As soon as Mr C and I heard about Aritsugu, in Nishiki Market, Kyoto, we were hooked. The only thing stopping us going on a retail rampage was that they are cash only. This was more of an issue than I was expecting in Japan – a lot of folks just don’t take cards.
Aritsugu sell knives. Not just any old knives, but very, very sharp and fine knives. They’ve been selling them for nearly 500 years. They’re actually one of two or 3 knife sellers in the area that I spotted, but they sure do look the part. General all purpose knives. Specialist knives. Knives for oysters, knives for eels. Knives to chop through fish bone. Strangely shaped cleavers with purposes so tenuous, we couldn’t even guess at them.
Mr C chose a square tipped number so large it could properly be described as a sword – I suspect that was actually the appeal – only to return it rapidly to it’s stand, upon working out the conversion to AUD. That one was a professional, specialist knife. We only had a certain amount of cash.
I chose a plain, small, Japanese style, bottom-of-the-range knife suited more to my hand size than to a particular kitchen task – it must be my favourite size as it turned out to be the same as the Global I have at home – with a wood and horn handle. It was still equivalent to around AUD$85. And they engrave them for free. (Several places offer this service, we noticed; we had chopsticks engraved at another Nishiki stall.) They translated my name into Japanese and engraved it whilst I waited, bouncing up and down slightly with excitement. Me, not them.
My knife, being engraved
It was taken away to the whetstone and grinding section of the shop to be perfected.
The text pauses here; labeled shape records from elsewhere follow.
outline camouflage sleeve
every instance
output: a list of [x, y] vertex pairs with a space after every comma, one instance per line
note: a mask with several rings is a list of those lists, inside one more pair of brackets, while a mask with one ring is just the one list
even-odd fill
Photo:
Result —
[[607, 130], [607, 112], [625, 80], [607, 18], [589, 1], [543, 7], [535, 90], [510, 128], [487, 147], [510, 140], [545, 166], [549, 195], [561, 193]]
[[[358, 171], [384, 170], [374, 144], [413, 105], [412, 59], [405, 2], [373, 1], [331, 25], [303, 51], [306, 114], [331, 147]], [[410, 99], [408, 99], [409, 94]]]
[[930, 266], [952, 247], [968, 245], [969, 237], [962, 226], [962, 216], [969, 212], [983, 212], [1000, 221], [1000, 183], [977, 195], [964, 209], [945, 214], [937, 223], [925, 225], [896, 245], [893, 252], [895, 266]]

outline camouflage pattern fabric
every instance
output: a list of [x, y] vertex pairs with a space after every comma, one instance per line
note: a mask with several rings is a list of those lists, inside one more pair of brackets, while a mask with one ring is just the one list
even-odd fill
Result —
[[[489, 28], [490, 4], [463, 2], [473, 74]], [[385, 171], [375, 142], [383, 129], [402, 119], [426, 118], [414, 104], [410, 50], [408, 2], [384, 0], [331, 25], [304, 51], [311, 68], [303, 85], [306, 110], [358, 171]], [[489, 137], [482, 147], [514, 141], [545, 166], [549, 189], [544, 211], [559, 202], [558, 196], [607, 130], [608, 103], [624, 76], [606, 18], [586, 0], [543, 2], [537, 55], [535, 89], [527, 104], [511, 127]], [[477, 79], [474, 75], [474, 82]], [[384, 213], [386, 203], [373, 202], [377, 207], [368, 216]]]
There beavered several strong looking chaps, hand sharpening on various grades of the largest whetstones I’ve ever seen, water troughs surrounding them.
The grinding area
My already sharp knife, being made astonishingly sharp
As it’s carbon steel, not stainless, I was sat down at the counter at the back of the shop, by the grinding area, and given a lesson in how to clean and care for my new, now startlingly sharp, implement. Don’t run it over your fingers, brush away from the sharp edge, the usual stuff. And clean it immediately after using. No hanging around the sink for hours, coated with foodie detritus, until we can be arsed to wash up. (I am doing that. So far. Wonder how long I’ll keep that up for. I did accidentally scrub at it with the washing up brush at home. It cut the bristles off.) I got chatting to an Australian chef, while I was sitting there, who’d literally just landed that morning, and made a beeline to Aritsugu, to purchase his weapon of choice. It was a lot more impressive than mine!
Wasabi for sale in the market – wish I could have brought it home!
Before this comes over as sponsored by Aritsugu, we found another knife specialists in Nara, later in the holiday. This place DID take visa. And also sold swords. Mr C had to be physically restrained; especially when he was allowed to hold a sword for a few minutes. As long as he didn’t touch the blade. I haven’t seen him so excited in years. They had a range of Damascus style knives, with a distinctive watermark pattern, where the metal is folded over and over during forging.
I chose one – guess what, pretty much the same size as the other one, as it turns out – and the lovely man also engraved it for me. And gave us tea. Mr C got to chose his big knife, albeit not the whopper he originally had his eye on, so everyone was happy.
We didn’t set out with the intention of filling our kitchen with implements, but they seemed a great souvenir and will see years and years of use. They sure look pretty hanging in my kitchen, too.